Second, we have another dispatch structure that we can refactor, where we are dispatching based on the type of character:

if (Character.isDigit(ch)) {
    type = ChType.DIGIT;
} else if (ch == '"') {
    type = ChType.QUOTE;
} else if (ch == ' ' || ch == '\n') {
    type = ChType.SPACE;
} else if (ch == '\\') {
    type = ChType.BSLASH;
} else {
    type = ChType.OTHER;
}

But we also dispatch on the type of character in several other places, like this:

class Initial extends State {
    State eat(char ch, ChType type) throws Unexpected {
        switch (type) {
        case DIGIT:
            return new InNumber(ch);
        case QUOTE:
            return new InString();
        case SPACE:
            return this;
        default:
            throw new Unexpected(ch, this);
        }
    }
}

In truth, this split dispatch existed in the original version. However, as we have refactored, the split has become wider and more obvious.

A good rule of thumb is to dispatch on a given piece of data as few times as possible—preferably just once.

In order to do that, we'll first move the call to .eat() into the dispatch structure in our main loop. The type variable is no longer needed and can go away:

if (Character.isDigit(ch)) {
    state = state.eat(ch, ChType.DIGIT);
} else if (ch == '"') {
    state = state.eat(ch, ChType.QUOTE);
} else if (ch == ' ' || ch == '\n') {
    state = state.eat(ch, ChType.SPACE);
} else if (ch == '\\') {
    state = state.eat(ch, ChType.BSLASH);
} else {
    state = state.eat(ch, ChType.OTHER);
}

Now that the second parameter in each of those calls is fixed (as in, not variable), each call site can be refactored in the following way: instead of calling a single, generic .eat() method, introduce a new method to eat each type of character.
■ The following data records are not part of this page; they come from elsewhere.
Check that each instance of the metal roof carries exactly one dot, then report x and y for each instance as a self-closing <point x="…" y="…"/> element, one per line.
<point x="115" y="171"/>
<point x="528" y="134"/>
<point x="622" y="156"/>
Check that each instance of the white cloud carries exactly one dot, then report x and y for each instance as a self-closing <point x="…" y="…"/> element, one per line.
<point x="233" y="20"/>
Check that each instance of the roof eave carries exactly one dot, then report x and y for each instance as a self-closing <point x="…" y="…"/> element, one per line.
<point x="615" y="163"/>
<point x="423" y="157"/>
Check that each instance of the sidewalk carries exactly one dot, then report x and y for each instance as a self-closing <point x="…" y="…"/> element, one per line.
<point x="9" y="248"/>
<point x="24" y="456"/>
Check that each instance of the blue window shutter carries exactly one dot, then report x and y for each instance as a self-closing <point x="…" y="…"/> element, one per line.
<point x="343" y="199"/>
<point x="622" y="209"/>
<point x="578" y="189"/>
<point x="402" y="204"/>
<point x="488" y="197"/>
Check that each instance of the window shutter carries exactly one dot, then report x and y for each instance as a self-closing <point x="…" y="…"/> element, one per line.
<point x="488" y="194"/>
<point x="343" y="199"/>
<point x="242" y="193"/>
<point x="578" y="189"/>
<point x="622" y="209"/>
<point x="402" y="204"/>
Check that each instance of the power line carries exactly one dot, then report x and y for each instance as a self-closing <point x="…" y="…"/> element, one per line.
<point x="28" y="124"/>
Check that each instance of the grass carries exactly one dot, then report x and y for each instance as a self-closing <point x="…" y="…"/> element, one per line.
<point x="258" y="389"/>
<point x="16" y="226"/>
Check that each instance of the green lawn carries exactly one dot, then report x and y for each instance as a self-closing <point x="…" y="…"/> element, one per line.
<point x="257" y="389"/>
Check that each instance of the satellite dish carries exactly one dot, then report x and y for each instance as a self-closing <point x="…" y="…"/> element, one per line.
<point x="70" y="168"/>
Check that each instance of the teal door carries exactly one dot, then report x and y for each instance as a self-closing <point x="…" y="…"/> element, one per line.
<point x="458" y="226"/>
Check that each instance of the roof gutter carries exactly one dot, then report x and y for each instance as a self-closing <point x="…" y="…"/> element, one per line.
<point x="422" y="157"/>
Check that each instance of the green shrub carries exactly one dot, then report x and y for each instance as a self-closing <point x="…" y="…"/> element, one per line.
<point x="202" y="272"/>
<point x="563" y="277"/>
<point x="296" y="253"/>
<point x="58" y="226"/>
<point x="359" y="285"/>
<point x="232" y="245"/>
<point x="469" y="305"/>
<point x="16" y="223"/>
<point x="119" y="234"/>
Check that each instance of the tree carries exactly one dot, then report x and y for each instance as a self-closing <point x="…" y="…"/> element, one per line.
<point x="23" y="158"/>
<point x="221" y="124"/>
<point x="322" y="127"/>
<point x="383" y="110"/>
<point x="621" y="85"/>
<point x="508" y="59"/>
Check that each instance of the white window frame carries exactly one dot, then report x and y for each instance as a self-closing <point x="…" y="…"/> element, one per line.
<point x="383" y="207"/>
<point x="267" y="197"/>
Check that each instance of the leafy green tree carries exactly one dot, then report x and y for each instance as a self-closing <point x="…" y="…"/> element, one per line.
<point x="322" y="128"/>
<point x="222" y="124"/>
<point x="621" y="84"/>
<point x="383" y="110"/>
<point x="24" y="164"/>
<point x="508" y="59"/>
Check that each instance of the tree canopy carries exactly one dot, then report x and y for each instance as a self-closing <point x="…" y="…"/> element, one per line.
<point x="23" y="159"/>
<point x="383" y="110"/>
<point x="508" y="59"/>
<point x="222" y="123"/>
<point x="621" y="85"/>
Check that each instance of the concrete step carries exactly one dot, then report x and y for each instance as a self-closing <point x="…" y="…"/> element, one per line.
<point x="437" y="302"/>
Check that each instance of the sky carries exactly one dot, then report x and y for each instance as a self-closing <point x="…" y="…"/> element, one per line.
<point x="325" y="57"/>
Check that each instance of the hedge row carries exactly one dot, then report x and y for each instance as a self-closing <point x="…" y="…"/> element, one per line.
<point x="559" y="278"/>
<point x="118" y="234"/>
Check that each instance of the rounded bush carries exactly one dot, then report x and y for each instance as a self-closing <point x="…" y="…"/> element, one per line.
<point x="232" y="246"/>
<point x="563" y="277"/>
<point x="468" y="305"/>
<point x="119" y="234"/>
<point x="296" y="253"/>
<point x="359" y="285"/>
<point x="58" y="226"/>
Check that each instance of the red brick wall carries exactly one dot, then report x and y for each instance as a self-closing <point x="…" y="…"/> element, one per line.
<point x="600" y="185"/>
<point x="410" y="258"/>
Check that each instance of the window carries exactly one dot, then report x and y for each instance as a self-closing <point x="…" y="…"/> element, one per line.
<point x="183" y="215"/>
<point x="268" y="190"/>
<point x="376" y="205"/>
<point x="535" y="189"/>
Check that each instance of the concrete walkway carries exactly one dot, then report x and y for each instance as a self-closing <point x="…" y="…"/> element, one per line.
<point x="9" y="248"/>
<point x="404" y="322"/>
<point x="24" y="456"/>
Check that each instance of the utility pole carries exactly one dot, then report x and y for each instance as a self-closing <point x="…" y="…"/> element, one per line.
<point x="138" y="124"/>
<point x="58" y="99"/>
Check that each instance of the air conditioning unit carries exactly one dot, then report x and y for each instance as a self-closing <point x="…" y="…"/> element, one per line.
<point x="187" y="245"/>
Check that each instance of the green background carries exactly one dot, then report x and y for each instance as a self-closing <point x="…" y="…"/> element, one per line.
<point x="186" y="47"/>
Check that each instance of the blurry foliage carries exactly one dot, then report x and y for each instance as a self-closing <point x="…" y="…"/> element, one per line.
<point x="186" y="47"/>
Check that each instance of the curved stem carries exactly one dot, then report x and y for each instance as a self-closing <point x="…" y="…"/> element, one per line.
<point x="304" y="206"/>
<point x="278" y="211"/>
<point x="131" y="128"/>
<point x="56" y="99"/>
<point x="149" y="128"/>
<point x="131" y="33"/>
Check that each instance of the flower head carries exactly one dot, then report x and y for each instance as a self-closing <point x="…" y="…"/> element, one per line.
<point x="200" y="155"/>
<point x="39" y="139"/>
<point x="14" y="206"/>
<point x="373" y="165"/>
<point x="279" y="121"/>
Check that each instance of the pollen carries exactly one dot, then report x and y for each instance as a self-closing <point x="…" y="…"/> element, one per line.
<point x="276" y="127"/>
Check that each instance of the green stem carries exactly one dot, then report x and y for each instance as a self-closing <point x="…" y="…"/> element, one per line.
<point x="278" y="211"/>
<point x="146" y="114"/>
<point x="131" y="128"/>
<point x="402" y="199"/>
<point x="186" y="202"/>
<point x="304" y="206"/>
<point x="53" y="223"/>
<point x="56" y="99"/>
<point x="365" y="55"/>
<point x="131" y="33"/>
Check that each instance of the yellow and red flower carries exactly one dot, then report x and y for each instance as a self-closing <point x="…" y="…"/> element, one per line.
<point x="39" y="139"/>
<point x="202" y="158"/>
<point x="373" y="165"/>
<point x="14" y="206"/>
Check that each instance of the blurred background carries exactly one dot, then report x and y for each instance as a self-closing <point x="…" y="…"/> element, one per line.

Dealing with digits first, we'll refactor the Initial class to look like this (also adding the appropriate method to State):

class Initial extends State {

    State eat(char ch, ChType type) throws Unexpected {
        switch (type) {
        case DIGIT:
            return new InNumber(ch);
        case QUOTE:
            return new InString();
        case SPACE:
            return this;
        default:
            throw new Unexpected(ch, this);
        }
    }

    State eatDigit(char ch) throws Unexpected {
        ChType type = DIGIT;
        switch (type) {
        case DIGIT:
            return new InNumber(ch);
        case QUOTE:
            return new InString();
        case SPACE:
            return this;
        default:
            throw new Unexpected(ch, this);
        }
    }
}

Now, the cases that each method handles can be reduced. The .eat() method loses the case for DIGIT, and the .eatDigit() methods loses all cases except DIGIT:

class Initial extends State {

    State eat(char ch, ChType type) throws Unexpected {
        switch (type) {
        case QUOTE:
            return new InString();
        case SPACE:
            return this;
        default:
            throw new Unexpected(ch, this);
        }
    }

    State eatDigit(char ch) throws Unexpected {
        return new InNumber(ch);
    }
}

Continuing that for every State allows us to write the main dispatch structure like this:

if (Character.isDigit(ch)) {
    state = state.eatDigit(ch);
} else if (ch == '"') {
    state = state.eat(ch, ChType.QUOTE);
} else if (ch == ' ' || ch == '\n') {
    state = state.eat(ch, ChType.SPACE);
} else if (ch == '\\') {
    state = state.eat(ch, ChType.BSLASH);
} else {
    state = state.eat(ch, ChType.OTHER);
}

If we do that for every type of character, we'll end up with this:

if (Character.isDigit(ch)) {
    state = state.eatDigit(ch);
} else if (ch == '"') {
    state = state.eatQuote(ch);
} else if (ch == ' ' || ch == '\n') {
    state = state.eatSpace(ch);
} else if (ch == '\\') {
    state = state.eatBackslash(ch);
} else {
    state = state.eatOther(ch);
}

Keeping the original .eat() method around through these refactors allows us to use it a good default case when a specific state doesn't care to override methods for individual types of characters.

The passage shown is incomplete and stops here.